Ausgabe 10 - 2017
Jeden Tag ein bisschen besser

Nach Jahren der Expansion war es für die Schweizer Privatbank Julius Baer an der Zeit, die Organisation weiterzuentwickeln. Mit einem Purpose-basierten Kulturprogramm hat der COO-Bereich die richtige Antwort auf die internen und externen Herausforderungen gefunden.
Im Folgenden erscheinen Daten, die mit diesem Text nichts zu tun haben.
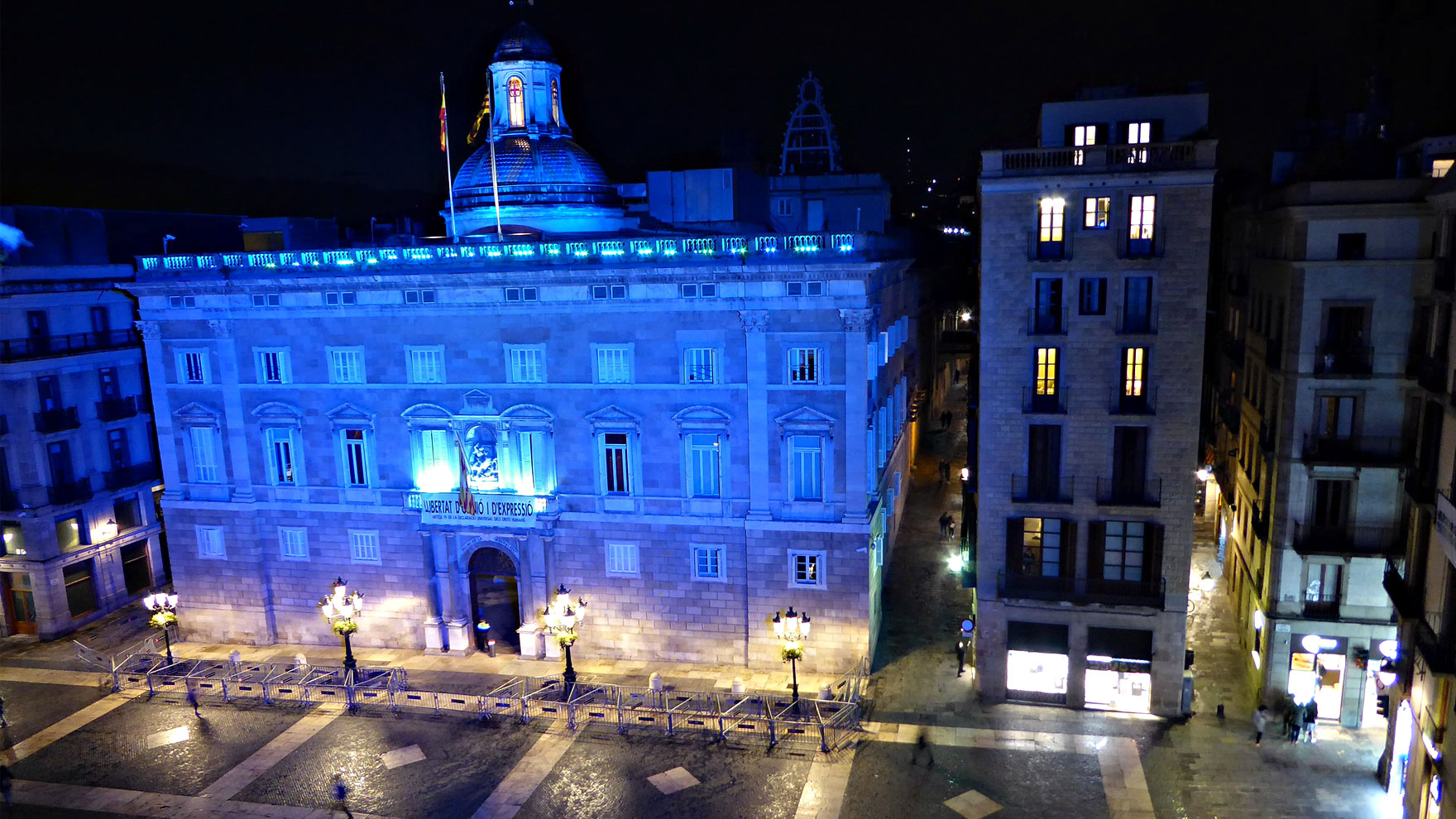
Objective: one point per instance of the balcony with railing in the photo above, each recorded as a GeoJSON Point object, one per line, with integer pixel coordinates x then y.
{"type": "Point", "coordinates": [1042, 490]}
{"type": "Point", "coordinates": [1117, 491]}
{"type": "Point", "coordinates": [1142, 404]}
{"type": "Point", "coordinates": [70, 491]}
{"type": "Point", "coordinates": [1366, 451]}
{"type": "Point", "coordinates": [70, 344]}
{"type": "Point", "coordinates": [117, 409]}
{"type": "Point", "coordinates": [1098, 159]}
{"type": "Point", "coordinates": [1348, 541]}
{"type": "Point", "coordinates": [1034, 403]}
{"type": "Point", "coordinates": [57, 420]}
{"type": "Point", "coordinates": [1343, 360]}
Die vergangenen Jahre bei Julius Baer waren von starkem und dynamischem Wachstum geprägt. Weltweit ist die Privatbank – nicht zuletzt durch die Übernahme der internationalen Wealth-Management-Sparte von Merrill Lynch – mittlerweile an über 50 Standorten in mehr als 25 Ländern aktiv, mit über 6000 Mitarbeitern. In der Schweiz beschäftigt Julius Baer rund 3200 Menschen. Dort mussten Führungskräfte und Mitarbeiter kurz hintereinander mehrere Integrationen stemmen. Das führte zum einen zu einer erheblichen und andauernden Belastung der Beschäftigten. Zum anderen transformierte sich die Julius Baer zu einer global agierenden Privatbank, die jeden Tag in der Lage sein muss, sowohl auf individuelle Kundenbedürfnisse als auch auf lokale, regionale und weltweite Entwicklungen flexibel zu reagieren.
Zusätzlich zu diesem internen Spannungsfeld gestaltete sich auch der externe Kontext äußerst herausfordernd. Genannt seien hier die Zunahme der Wettbewerbsintensität, eine stärkere Regulierung, das Negativzinsumfeld in Europa und die Aufwertung des Schweizer Franken. Und in jüngster Zeit kamen weitere Faktoren hinzu, namentlich die Digitalisierung und die veränderten Kundenerwartungen sowie die immer stärkere Konkurrenz durch sogenannte Fintechs – Start-ups, die intelligente Technologien wie Robo-Advisors oder Crowd-Investing für Finanzdienstleistungen einsetzen. Insgesamt hat der Veränderungsdruck spürbar zugenommen, nicht zuletzt aufgrund des größeren globalen Fußabdrucks des Unternehmens und der damit einhergehenden intensiveren Exposition gegenüber dem externen Kontext. „Swissness“ allein reicht nicht mehr, um den Kunden auch künftig einen exzellenten Service bieten zu können.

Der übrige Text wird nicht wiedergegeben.